This year and next, a number of Bellagio projects will explore the importance of new capacities and emerging threats in data science for resilience, development, and human well being. Key among these events was a project on big data and community resilience, hosted jointly at the Bellagio Center this August by PopTech and The Rockefeller Foundation. Bringing together data and resilience experts from a variety of perspectives, including data visualization, data ethics, data journalism, data and marketing, data science, and climate resilience, the project was an experiment in collaboration and an exploration of the implications of new developments in data science for community resilience. Key among the insights developed during the two week workshop were the importance of recognizing the contributions of agency to community resilience.
“If individuals lose a sense of agency and control over their data, it undermines the trust between people and organizations that are essential for community resilience.”
If individuals lose a sense of agency and control over their data, it undermines the trust between people and organizations that are essential for community resilience.
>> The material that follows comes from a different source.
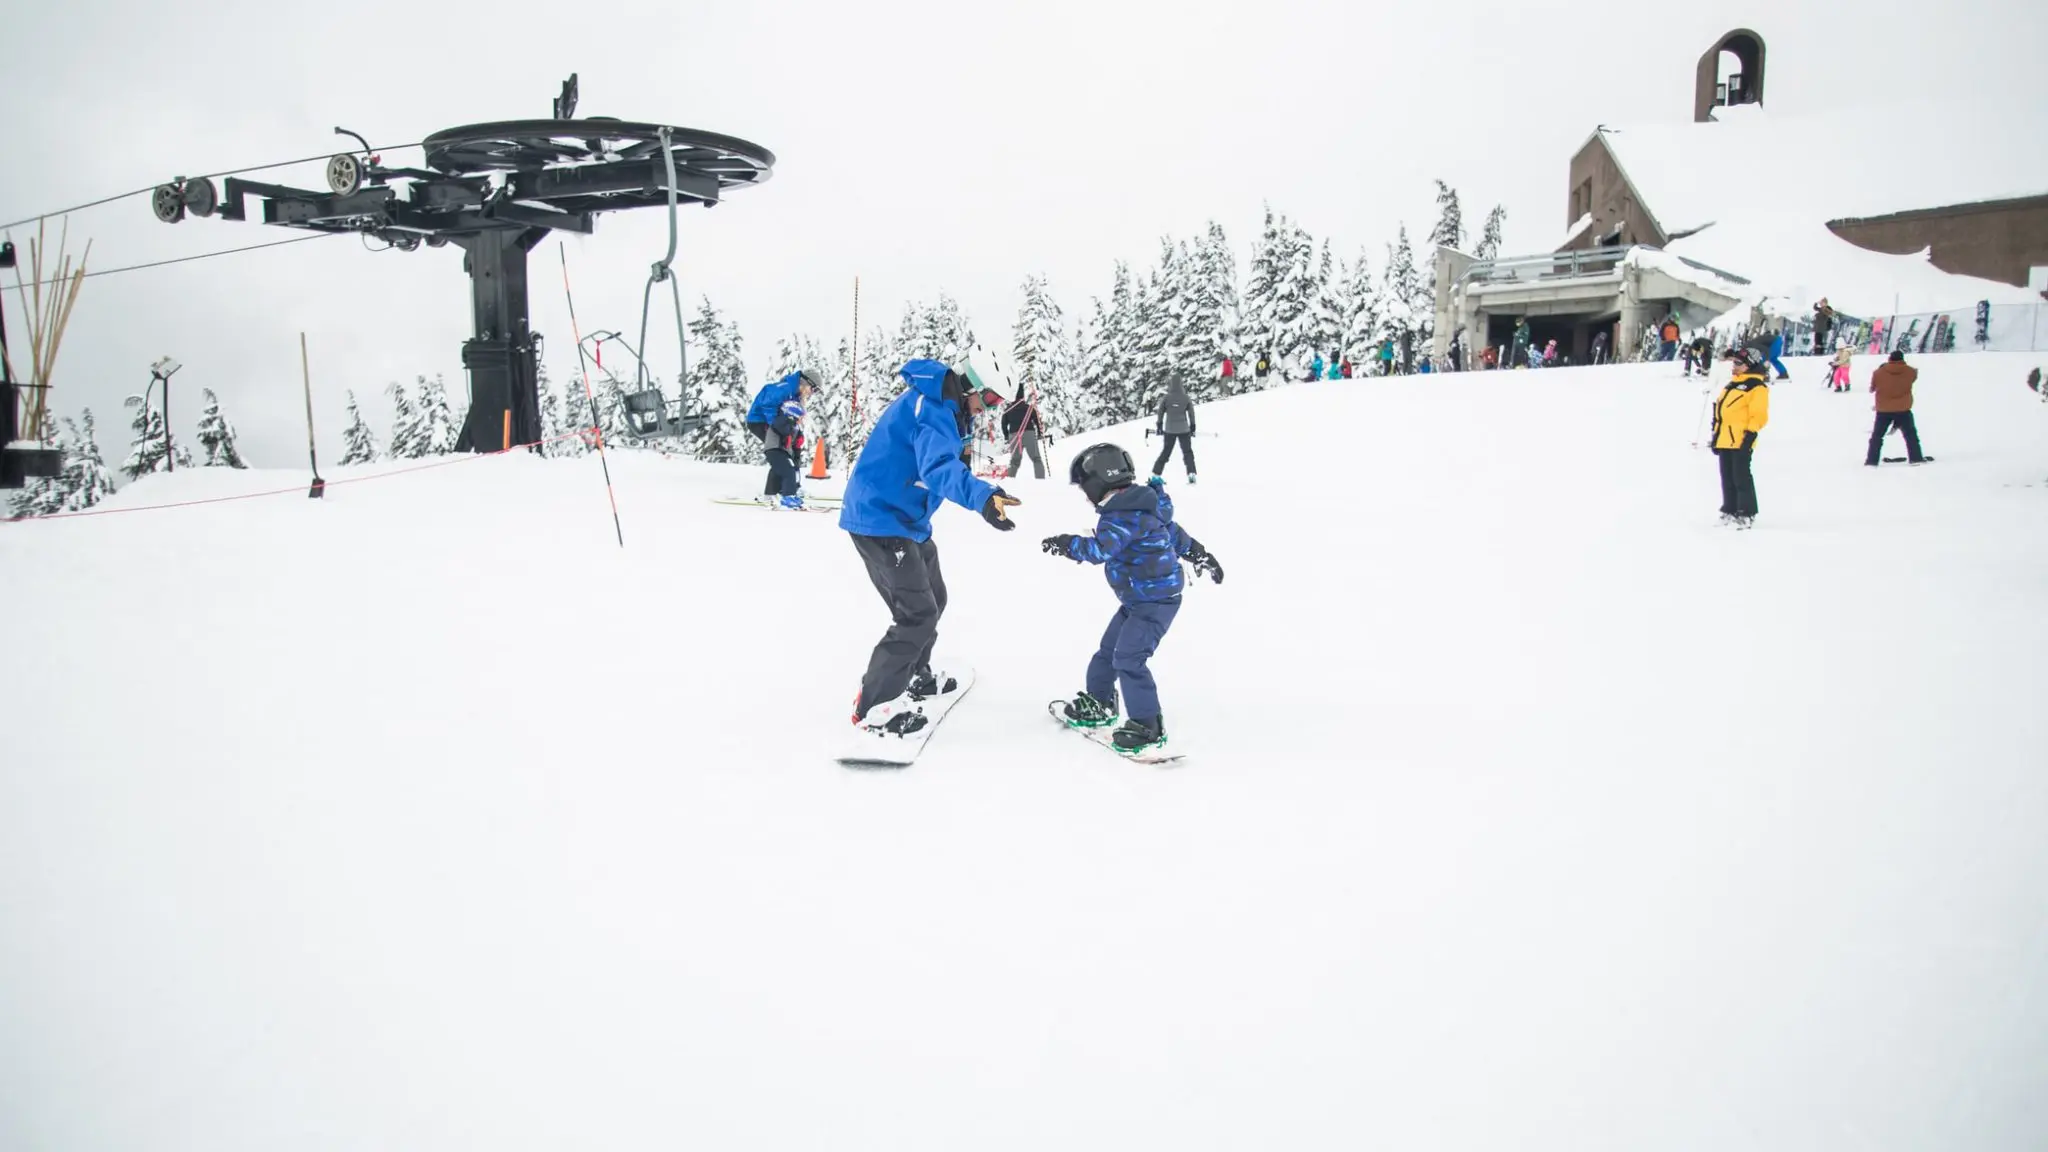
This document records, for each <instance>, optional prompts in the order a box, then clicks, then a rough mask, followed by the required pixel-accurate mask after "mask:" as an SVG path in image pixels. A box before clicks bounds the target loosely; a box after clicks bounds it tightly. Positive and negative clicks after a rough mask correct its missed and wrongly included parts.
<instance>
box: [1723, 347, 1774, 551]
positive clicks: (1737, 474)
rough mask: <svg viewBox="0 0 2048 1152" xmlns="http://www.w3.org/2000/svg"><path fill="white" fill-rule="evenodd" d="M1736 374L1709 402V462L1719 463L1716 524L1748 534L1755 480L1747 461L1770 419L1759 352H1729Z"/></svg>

The group eventually focused its discussions on the development of principles for the ethical use of data to build resilience, along with a presentation by the fellows at PopTech’s annual event in Camden, Maine.
The same week that the Bellagio/PopTech fellows were working away in the Frati, a group of urban experts from public, private, and civil society organizations, working on a wide variety of future trends that will shape cities in the 21st century, also chose data as one of their areas of focus. With strong inputs from representatives of residents of informal settlements, they recognized the power of ethically-managed data to empower communities to make political demands and to manage their own lives. The ‘Transforming Cities‘ group also saw the potential for a dynamic, decentralized environmental data exchange at the city level, if both individuals and businesses trust that their privacy and proprietary interests in the data will be respected.
Early next year, other Bellagio meeting organizers from outside the Foundation will bring their projects to the Center to explore data issues that emerged within their own work. The Oxford Internet Institute will lead a meeting on Big Data for Social Change, with a focus on the emerging challenges and opportunities of working with data in the developing world. Columbia University‘s Center for International Earth Science Information Network will use a Bellagio conference to take its long-standing work on the intersection of geospatial data, environmental protection, and economic development in fragile states to a new level. And after years of working on geospatial data in Haiti, the Bellagio meeting will serve as an opportunity to expand their work with new partners in West Africa.